Освобождение ислама - страница 26

Шрифт
Интервал


Для других же смерть есть нечто категорически внешнее, как железная коса для зеленой травы. Смерть для них максимально виртуальна, “исчезающе малая” возмозможность. Мощной действительностью, вытесняющей смерть со всех горизонтов, для таких людей оказывается само общество, которое они воспринимают как некий пир, праздник солнца, в котором существуют концентры, иерархия приближения или отдаления по отношению к Благу. Эти люди всегда стремятся с перифирии в центр, как в социальном, так и в политико-географическом смысле; они знают, что в дальних залах для “лучших” накрыты еще более роскошные столы, чем те, что перед ними. Они верят, что даже самое ничтожное и заброшенное существо при определенном упорстве и везении может повысить свой уровень потребления и тем самым внести свой вклад во всеобщее дело вытеснения “смерти” в полную невозможность… Природу этих людей гениально выявил Ф.М. Достоевский.

Общество ушедшего двадцатого столетия, особенно его конца, гораздо больше соответствовало метафизической ориентации этой второй, “бессмертной” части человечества, чем общество эпохи Достоевского. Прежде всего потому, что в двадцатом веке Запад испытал некий духовно-психологический перелом, который можно сравнить только с периодом климакса у физиологического индивидуума: ценности, которыми западная цивилизация жила последние 700 лет и которые окончательно, казалось, восторжествовали на протяжении последних двух столетий, вдруг разом утратили свою внутреннюю энергию, магическое обаяние, привлекательность. Это не мешает, конечно, массовым коммуникационным сетям вновь и вновь воспроизводить названия этих ценностей, но в подсознании западного коллектива вдруг как-то утвердилось, что завтрашний день будет обходиться без них.

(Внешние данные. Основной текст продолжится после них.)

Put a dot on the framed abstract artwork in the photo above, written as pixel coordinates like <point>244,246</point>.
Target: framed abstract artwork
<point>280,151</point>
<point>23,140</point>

Эти ценности на протяжении веков являлись как раз тем, что составляло дух и букву Современности (понятой не как относительно-временная, а как абсолютная категория). К их числу относится право на труд, свобода торговли, частная собственность, ответственность перед обществом, интернационализм, свобода обращения идей, право знать собственную религию (которого не было в средневековой Европе и которое необходимо предшествует свободе совести)… А также куртуазная любовь, порождающая, как эхо, на буржуазных верхах романтизм, а на низах – уважение к женщине. Именно этот набор определял специфическое качество второго тысячелетия, как бы противостоящего архаической варварской тьме отдаленных эпох. Именно энергетическая смерть этих ценностных маяков образует атмосферу постмодерна, сквозь которую к нам уже доносится запах ближайшего будущего – новой планетарной тирании.